Coding
In the age of Large Language Models or Artificial “Intelligences” like ChatGPT4 I have slowly started to develop an interest in writing code - primarily R and Python - particularly because after playing around with GPT4 I figured that I could probably save some time on my project if I had a bunch of 1s and 0s doing some of the work for me. As Bill Gates probably said: “Work smarter - not harder”.
However, being born in 1990, coding in any way, shape or form was never part of my primary (or secondary) school curriculum. And coming from a hard humanities background it wasn’t part of my university education either. So, even If I’ve tried to learn a bit of coding for years I never managed to get started. But with the aid of GPT4, I was suddenly able to write code that actually did something. And here is a few (poor) examples at that - nonetheless it’s code that I’ve actively used for my own research.
For my PhD, I had to sample several zooarchaeological remains for ZooMS analysis. However, my main concern was to avoid sampling the same individual twice. To avoid that I wanted to develop a simple script that could take the information in a zooarchaeological dataset and automatically identify which sample IDs were likely to represent bone elements from a single individual. However, to do so, I had to develop a second script that generated a theoretical zooarchaeological dataset to use in the script which became assemblage_generator.py.
To test mni_analyser.py I developed a script that would “simulate” a theoretical Viking Age zooarchaeological assemblage of ovicaprines, cattle and pigs. The script generates between 50 and 500 sample IDs in the relative numbers one would expect to observe on an average Danish Viking Age site (~30 % ovicaprines, ~30 % cattle and ~40 % pig). The ratios were calculated from the average prevalence of ovicaprines, cattle and pigs from 18 Danish sites dated to the Viking Age.
This script renames .tsv files created using mzxml2tsv.py according to a .csv file of the corresponding MALDI plate map.
The script requires a “clean” plate map in .csv format. And with “clean” I mean that the plate map should only contain the individual placement of spots and their corresponding names. Not the “coordinate” rows (fx 1-24) or columns (A-P).
Samples spotted in triplicate (or more) will be named [samplename_1.tsv] for the first spot, [samplename_2.tsv] for the second spot and [samplename_3.tsv] for the third and so on.
This script renames .txt files created using mzxml2txt.py according to a .csv file of the corresponding MALDI plate map.
The script requires a “clean” plate map in .csv format. And with “clean” I mean that the plate map should only contain the individual placement of spots and their corresponding names. Not the “coordinate” rows (fx 1-24) or columns (A-P).

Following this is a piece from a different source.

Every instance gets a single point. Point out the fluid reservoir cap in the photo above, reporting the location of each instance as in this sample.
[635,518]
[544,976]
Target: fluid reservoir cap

Samples spotted in triplicate (or more) will be named [samplename_1.txt] for the first spot, [samplename_2.txt] for the second spot and [samplename_3.txt] for the third and so on.
This script reads mass spec data in .mzXML format and converts each spectrum to separate .tsv files which can be read using mMass v.5.5.0 or run through Bacollite.
This script reads mass spec data in .mzXML format and converts each spectrum to separate .txt files which can be read using mMass v.5.5.0 or run through Bacollite.
Have you ever contemplated the potential of individual proteins concealing patterns or messages within their amino acid sequences? While these molecules don’t carry deliberate messages, the exploration of such patterns can offer an intriguing lens into molecular biology.
With rigorous methodology and the integration of computational tools, I’ve developed (in collaboration with ChatGPT-4) a robust script. This script processes .fasta files, commonly sourced from databases like UniProt, by cross-referencing them against a comprehensive English dictionary. The outcomes of this analysis are systematically compiled into a .csv file, offering a structured yet fascinating perspective on coincidental linguistic patterns in protein sequences.
For users with an extensive collection of .fasta files, our script is optimized to handle batch processing of an entire directory. However, should you require a singular file analysis, some modifications to the script will be necessary.
This repository houses both the script and the wordlist. The onus of procuring the .fasta files for investigation remains with the user, adding an element of research initiative.
I invite you to delve into this confluence of linguistics and molecular biology.
Happy analyzing!
Notes
All of my scripts are available from GitHub and you are free to use and modify them as you see fit. They are very much still a work in progress and might not suit everyone’s needs.